要職につかずに政治を牛耳った「黒幕」
公的な肩書の軽重は必ずしも実際の権力と比例しない。というのも、『ナンバー2の日本史』で見てきたのと変わらない。たとえば、摂関政治の時代において、藤原氏の有力者が天皇の補佐役である摂政や関白になった(摂政や関白という役職に力があった)というよりも、もともとの実力、あるいは天皇との結びつきで得た力(外戚など)があって、役職は後からついてきたのと似た構造である。派閥に所属する議員・党員の支えがあってこその権力であったわけだ。
派閥の領袖(トップ)が総理大臣=総裁になることもあれば、大臣や党三役の要職を務めることも多い。その一方で、そういった党の公的な役職につかないにもかかわらず、派閥の力をバックに総理大臣の人選にまで口を出す政治家もいた。そのような政治家は「黒幕」「キングメーカー」「闇将軍」などと呼ばれた。総理大臣を戦後日本政治のナンバーワンと見なすなら、彼らこそがナンバー2であろう。

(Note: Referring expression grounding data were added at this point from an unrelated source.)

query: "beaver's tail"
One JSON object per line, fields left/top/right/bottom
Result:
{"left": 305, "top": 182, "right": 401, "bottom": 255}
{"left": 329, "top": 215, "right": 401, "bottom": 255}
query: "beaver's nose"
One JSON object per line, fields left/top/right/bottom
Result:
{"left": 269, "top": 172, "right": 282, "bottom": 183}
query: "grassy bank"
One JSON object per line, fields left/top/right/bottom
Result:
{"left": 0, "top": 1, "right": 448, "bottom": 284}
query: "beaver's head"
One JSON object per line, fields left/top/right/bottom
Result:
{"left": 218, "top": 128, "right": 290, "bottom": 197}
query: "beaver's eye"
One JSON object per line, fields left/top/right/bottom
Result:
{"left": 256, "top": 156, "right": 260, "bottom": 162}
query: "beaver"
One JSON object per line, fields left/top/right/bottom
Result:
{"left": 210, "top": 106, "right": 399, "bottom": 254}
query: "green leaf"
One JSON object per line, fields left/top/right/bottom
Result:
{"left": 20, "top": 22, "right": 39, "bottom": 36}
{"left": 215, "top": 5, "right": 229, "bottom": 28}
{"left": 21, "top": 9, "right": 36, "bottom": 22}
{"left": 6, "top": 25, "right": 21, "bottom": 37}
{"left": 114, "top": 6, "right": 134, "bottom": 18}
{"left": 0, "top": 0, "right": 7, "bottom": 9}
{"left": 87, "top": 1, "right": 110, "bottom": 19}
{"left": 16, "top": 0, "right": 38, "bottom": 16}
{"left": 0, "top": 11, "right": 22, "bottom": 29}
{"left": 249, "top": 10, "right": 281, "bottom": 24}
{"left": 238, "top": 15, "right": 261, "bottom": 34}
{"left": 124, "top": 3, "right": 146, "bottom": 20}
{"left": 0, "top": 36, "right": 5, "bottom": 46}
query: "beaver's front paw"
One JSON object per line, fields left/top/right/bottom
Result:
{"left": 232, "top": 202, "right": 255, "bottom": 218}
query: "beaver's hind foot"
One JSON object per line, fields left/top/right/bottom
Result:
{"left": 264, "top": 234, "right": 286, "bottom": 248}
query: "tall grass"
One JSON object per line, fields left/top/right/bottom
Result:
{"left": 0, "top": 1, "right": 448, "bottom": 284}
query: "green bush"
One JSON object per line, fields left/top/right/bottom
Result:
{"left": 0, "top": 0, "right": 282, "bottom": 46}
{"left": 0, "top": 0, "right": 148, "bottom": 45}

そこでここからは、政界の黒幕と呼ばれた人の中から2人を紹介したい。
官僚として出世した「昭和の妖怪」
「昭和の妖怪」の通称で知られる岸信介は、山口県の酒造家佐藤家に生まれ、父の生家である岸家を継いで岸信介を名乗った。弟の佐藤栄作と名字が違うのはこのためだ。
東京帝国大学法学部を卒業後、農商務省に入って官僚としてのキャリアをスタートし、満州国政府実業部(産業部)次長に上り詰めた。この部署は満州国の産業・経済を統括しており、しかも大臣にあたる部長は実権を持たないお飾りの現地人だったため、傀儡国家とはいえ、当時の岸は一国の経済を司っていたことになる。満州国の産業開発は自分の描いた作品だと、本人が語ったという話もまことしやかに伝わるほどだ。
その後、商工省次官に出世して日本へ帰国。3人の大臣に仕えたものの、3人目の大臣(阪急・東宝グループ創業者の小林一三)と衝突して辞任する。しかし、日米開戦直前、東条英機が総理大臣になると、同じ時期に満州にいた縁(当時の東条は関東軍参謀長)もあってか、商工大臣になる。その後、戦況を受けて商工省が軍需省になると、東条が大臣、岸は任所のない大臣兼軍需次官についた。また、翼賛選挙では推薦候補として衆議院議員になった。